You’re about to thank me for this advice because not only does it help your skin but it feels fantastic. One of the problems with sunburns is that your skin can hold heat for long after you come in from the sun, so when you notice a burn, cool down the skin with cold water. You can take a cool bath or shower or you could use cold compresses on the area. Afterward, pat your skin dry gently rather than rubbing it dry.

Seal in Hydration

You might visibly see how dry sunburned skin is, so it may be no surprise that sunburns pull moisture out of your skin. One of your first steps after a sunburn should be to apply moisturizer to rehydrate your skin. Do this immediately after that cool shower or cold compress to seal in that cool moisture. Try to use a soothing moisturizer if possible.

Here’s a bonus tip: you can also become dehydrated when you’re sunburned because the sunburn is pulling hydration outward from your body. Drink plenty of water to refresh your body.

Applying Moisturizer to Sunburned Skin to Sooth Irritation

Choose the Right Soothing Products

If you ask ten people what you should put on a sunburn to soothe it, you’ll get ten different answers…some of which are right and some of which aren’t. Here’s the verdict: the best products to soothe a sunburn are aloe products or, especially for a severe burn, over-the-counter hydrocortisone cream.
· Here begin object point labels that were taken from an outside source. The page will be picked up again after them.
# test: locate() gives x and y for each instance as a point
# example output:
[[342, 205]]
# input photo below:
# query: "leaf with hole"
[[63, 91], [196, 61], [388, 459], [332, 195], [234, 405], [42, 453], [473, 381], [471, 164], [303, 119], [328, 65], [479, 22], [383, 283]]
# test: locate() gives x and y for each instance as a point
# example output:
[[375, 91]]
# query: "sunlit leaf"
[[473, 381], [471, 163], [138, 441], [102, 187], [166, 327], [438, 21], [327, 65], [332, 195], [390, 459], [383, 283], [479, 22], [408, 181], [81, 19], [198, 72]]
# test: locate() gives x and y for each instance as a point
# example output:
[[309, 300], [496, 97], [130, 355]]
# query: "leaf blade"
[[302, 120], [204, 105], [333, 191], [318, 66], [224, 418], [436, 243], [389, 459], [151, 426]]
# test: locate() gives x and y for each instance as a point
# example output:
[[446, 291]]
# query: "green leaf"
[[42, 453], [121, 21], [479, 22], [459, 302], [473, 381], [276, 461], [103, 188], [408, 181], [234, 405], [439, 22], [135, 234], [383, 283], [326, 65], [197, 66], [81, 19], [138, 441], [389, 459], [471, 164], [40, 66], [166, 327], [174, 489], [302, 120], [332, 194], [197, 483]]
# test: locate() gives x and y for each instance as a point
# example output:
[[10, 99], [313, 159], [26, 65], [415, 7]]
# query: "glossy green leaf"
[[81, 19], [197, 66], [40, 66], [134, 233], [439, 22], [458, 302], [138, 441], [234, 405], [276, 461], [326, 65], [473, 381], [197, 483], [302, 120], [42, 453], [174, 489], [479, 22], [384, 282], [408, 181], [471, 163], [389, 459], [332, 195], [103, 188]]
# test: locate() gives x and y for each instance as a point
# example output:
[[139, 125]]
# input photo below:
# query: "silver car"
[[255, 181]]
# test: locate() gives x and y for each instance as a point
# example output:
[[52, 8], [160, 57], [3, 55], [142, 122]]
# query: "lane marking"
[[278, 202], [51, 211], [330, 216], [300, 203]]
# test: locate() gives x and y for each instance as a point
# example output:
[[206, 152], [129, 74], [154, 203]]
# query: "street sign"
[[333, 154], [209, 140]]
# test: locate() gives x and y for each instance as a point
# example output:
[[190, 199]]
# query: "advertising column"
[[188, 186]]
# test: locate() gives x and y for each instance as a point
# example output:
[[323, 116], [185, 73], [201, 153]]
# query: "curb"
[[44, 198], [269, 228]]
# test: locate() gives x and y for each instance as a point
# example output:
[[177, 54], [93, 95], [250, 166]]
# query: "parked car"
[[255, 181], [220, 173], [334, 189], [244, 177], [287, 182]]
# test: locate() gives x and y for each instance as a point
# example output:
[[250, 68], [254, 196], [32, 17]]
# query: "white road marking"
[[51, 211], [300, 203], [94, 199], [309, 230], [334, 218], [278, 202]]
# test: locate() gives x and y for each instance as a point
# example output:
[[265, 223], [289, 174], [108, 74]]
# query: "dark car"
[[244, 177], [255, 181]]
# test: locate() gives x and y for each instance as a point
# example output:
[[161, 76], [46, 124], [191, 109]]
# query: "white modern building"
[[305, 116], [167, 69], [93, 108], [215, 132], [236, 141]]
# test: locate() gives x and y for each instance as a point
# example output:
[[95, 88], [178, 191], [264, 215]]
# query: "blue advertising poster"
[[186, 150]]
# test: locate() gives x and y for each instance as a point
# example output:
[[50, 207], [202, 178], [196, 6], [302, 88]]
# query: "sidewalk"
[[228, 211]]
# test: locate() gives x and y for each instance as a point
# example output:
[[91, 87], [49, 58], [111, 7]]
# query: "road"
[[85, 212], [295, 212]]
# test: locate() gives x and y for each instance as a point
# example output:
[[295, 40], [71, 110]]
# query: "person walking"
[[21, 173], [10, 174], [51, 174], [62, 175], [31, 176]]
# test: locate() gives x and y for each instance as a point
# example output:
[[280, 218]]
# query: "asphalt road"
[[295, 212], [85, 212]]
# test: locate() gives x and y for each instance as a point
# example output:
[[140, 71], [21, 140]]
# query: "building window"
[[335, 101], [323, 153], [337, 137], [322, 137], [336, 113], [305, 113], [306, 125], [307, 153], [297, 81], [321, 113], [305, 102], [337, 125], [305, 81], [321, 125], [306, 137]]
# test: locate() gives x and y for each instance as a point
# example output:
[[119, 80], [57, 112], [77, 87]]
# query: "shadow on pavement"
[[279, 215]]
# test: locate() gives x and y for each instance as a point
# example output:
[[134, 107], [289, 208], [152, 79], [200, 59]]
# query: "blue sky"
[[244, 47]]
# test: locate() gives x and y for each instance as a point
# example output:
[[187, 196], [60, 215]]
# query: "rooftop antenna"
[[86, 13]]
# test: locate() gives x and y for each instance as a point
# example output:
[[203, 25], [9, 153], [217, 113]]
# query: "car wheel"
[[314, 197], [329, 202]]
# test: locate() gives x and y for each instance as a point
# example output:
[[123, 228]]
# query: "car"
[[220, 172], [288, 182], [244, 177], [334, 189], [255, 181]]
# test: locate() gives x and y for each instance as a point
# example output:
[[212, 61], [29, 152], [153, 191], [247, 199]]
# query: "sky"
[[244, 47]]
Just as important is knowing what not to put on your sunburn. Don’t use petroleum jelly because it traps heat inside your skin. Avoid any products that end in “-caine” too, like benzocaine or lidocaine, because these can irritate your skin or trigger an allergic reaction. You should also avoid anything with alcohol, egg whites, or vinegar.

Aloe Vera in skin care products offers relief for sunburned skin

Give Your Skin a Break

When you have a sunburn, you can continue with your daily skin care routine as usual, with some exceptions: avoid any products that could be irritating to your skin. That includes exfoliation, retinol products, and any products with fragrances, for example. Wait a week before you bring these back into the routine, or a bit longer if your sunburn is severe or is taking longer to heal.

Get Overprotective

Shielding your skin from sun damage should always be part of your daily routine, especially during the summer, but it’s even more important when your skin is already burnt. Take extra care to prevent further damage while your skin heals:

  • Use broad-spectrum sunscreen on a daily basis
  • Wear sun-protective clothing
  • Wear a wide-brimmed hat and large sunglasses to keep more of the sun off your face and the area around your eyes
  • When you’re outside, stay in the shade as much as possible

Woman applying sunscreen to face in the morning

Keep Blisters Intact

If you develop a particularly severe sunburn, your skin will blister – this is the sign of a second-degree burn. If this happens, be careful to protect the blisters from breaking. Your body creates these blisters to heal serious damage, and if they pop, your burn will take longer to heal and will be at risk for scarring as well as an infection. Try to wear clothes that don’t rub against the blistered area and, if necessary, put gauze over the area to keep the blisters from rubbing.

Resist the Urge to Peel

If your skin starts to peel as your sunburn heals, the best thing you can do is to keep your hands away and let your body work its magic rather than peeling the skin on your own. Your skin peels when the skin below it is healed enough to be exposed safely. Until then, your skin is still healing, so peeling it too early can leave you vulnerable to further damage and inflammation.

Rehabbing Your Skin After a Sunburn

When it comes to sun damage, prevention is always the best medicine. But we all have times when the sun gets the better of us, so if a sunburn happens, don’t beat yourself up. Just follow the simple tips above to help your skin heal so you can get back to safely enjoying your summer.